What makes a great Adirondack chair?

1. Material.  Adirondack chairs are made from all sorts of different materials that hit just about every price point. Ranging from thin plastic stackable's to chairs made from old snow skis. I've even seen some made from concrete - pretty cool. I chose to use select white oak because of its straight grained strength, tight cellular structure and natural resistance to the elements - a rare feat for a North American hardwood. Not too mention, its just a beautifully figured species.

2. Fit.  No other chair design throughout history evokes relaxation vibes quite as much as the Adirondack chair. Not to overly romanticize a piece of furniture but some of my finest memories and most meaningful conversations of my life have occurred while perched in an Adirondack.  It has to feel good. Seat height is important because it impacts the way your legs rest and also influences the ease of getting in and out. Back angle and curvature are the two areas that I really focused on hard with the Zephyr because to me the chair's fit needed to match it's universal function - I didn't want a pure star gazer with a lean that feels like you're in a hammock. I wanted a balance that cupped the back and relieved pressure but also allowed you to not feel like your falling backwards. 

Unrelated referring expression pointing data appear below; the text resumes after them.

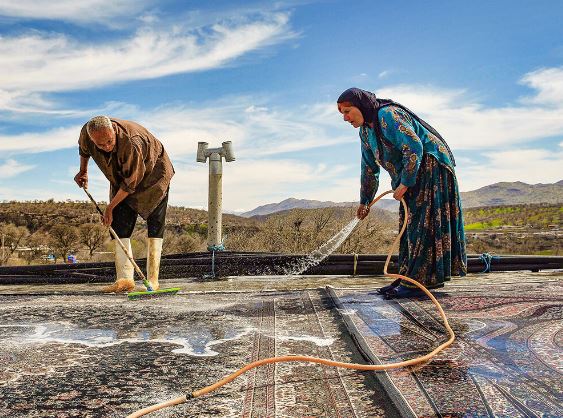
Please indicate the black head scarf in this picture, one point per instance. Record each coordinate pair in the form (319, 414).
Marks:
(369, 105)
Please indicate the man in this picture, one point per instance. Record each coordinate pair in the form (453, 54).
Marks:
(139, 172)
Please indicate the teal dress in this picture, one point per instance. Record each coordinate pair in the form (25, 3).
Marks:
(433, 246)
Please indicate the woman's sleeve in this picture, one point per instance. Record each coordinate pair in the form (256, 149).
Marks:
(370, 175)
(397, 127)
(133, 167)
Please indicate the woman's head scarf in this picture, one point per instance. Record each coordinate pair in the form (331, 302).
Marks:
(369, 105)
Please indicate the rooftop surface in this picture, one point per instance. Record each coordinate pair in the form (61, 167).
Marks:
(67, 350)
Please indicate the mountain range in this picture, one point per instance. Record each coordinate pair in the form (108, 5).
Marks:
(497, 194)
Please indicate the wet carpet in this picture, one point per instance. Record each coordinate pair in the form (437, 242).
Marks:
(507, 359)
(100, 356)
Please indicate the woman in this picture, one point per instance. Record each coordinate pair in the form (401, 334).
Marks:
(421, 167)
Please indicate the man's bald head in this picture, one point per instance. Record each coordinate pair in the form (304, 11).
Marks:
(100, 130)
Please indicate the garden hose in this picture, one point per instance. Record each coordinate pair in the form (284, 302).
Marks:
(354, 366)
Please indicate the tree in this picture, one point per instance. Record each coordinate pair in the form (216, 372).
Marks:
(92, 236)
(64, 239)
(12, 236)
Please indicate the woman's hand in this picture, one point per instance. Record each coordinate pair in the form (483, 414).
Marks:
(362, 211)
(400, 191)
(108, 216)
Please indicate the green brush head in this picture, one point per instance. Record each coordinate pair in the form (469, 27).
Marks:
(153, 294)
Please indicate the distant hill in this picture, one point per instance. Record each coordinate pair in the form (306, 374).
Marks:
(498, 194)
(515, 193)
(291, 203)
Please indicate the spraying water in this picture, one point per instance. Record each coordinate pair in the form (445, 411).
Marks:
(323, 251)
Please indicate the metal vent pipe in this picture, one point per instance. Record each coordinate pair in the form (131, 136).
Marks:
(215, 196)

3.  Finish. Weather will always win.  It's very popular these days to see Adirondack chairs made out of synthetic materials like plastic and trex style decking that resist rot and uv damage.  They're great for a specific purpose. But for me, wood is good. I need to feel it - that connection to nature. When it comes to finishing a piece of exterior furniture the options are pretty much endless. Epoxy and painting are by far the best options if you all you care about is protection.  A polyurethane or shellac will do a good job but will break down overtime often bubbling and chipping causing you to have to sand it down to refinish. I prefer to use a penetrating hard wax oil that get into the wood instead of laying on top of it. I like this for a few different reasons - it maintains the look and classic feel of a wooden chair and upkeep is a breeze. Every year or two you take a rag and wipe some oil on your chair and its good to go. I equate it to caring for a cast iron pan - it will out perform any other material and will literally last a lifetime if you keep oiled.

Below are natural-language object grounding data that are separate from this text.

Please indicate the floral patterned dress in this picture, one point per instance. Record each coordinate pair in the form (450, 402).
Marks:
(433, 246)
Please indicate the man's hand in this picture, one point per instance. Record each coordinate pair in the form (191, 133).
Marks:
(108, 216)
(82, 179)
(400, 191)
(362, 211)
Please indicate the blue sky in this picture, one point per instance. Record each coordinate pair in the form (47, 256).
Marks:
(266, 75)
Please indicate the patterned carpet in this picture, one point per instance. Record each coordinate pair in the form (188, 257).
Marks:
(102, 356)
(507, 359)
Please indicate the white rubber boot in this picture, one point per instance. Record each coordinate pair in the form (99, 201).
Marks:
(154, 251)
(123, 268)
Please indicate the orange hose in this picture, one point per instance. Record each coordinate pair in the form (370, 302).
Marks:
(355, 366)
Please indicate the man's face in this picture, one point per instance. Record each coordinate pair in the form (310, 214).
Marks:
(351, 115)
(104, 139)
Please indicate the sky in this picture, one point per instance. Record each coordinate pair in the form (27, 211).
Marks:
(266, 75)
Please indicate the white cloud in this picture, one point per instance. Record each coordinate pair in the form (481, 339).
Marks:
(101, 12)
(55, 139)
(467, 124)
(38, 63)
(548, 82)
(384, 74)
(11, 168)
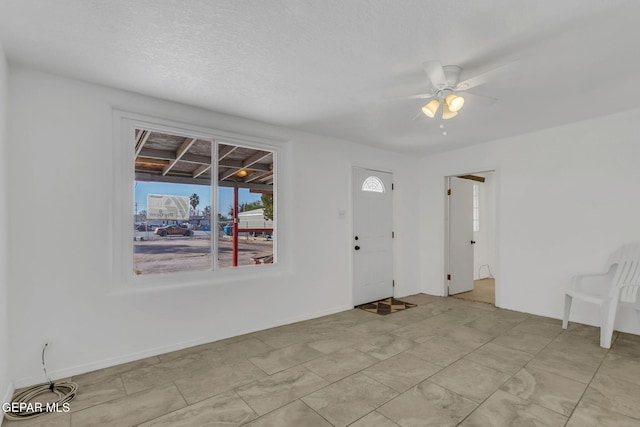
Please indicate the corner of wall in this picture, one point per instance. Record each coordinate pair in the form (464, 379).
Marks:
(6, 385)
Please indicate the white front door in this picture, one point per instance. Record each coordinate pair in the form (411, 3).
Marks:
(372, 244)
(460, 235)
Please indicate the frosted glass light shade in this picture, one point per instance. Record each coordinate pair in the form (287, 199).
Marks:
(431, 108)
(454, 102)
(447, 113)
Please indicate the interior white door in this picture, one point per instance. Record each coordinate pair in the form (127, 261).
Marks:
(372, 243)
(460, 235)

4.  Hardware. If you are in the market for a piece of outdoor furniture pay attention to the hardware. The Zephyr is assembled using all stainless steel hardware that will not rust or break down over time. Galvanized will rust and zinc even worse so.     

5.  Style.  A chameleon of a chair, the ADK can work with just about any decor under the sun. Beach vibe, mountain house, luxury loft, farmhouse, industrial, etc... Therefore it was important to dial in an aesthetic that isn't too one way or the other. Some chairs I've seen have large ornate backs that work incredibly well by the fire pit or on the dock but fail when in comes to applications beyond that. The Zephyr is a design aimed at working just as well in your living room as it does on some pavers. 

Like I said in the beginning of this article, if you have the time and some basic tools I recommend you roll up your sleeves and try making your own chairs. They will be a wonderful conversation piece and if you focus on the 5 categories above you will have a chair that will fit your needs and last forever.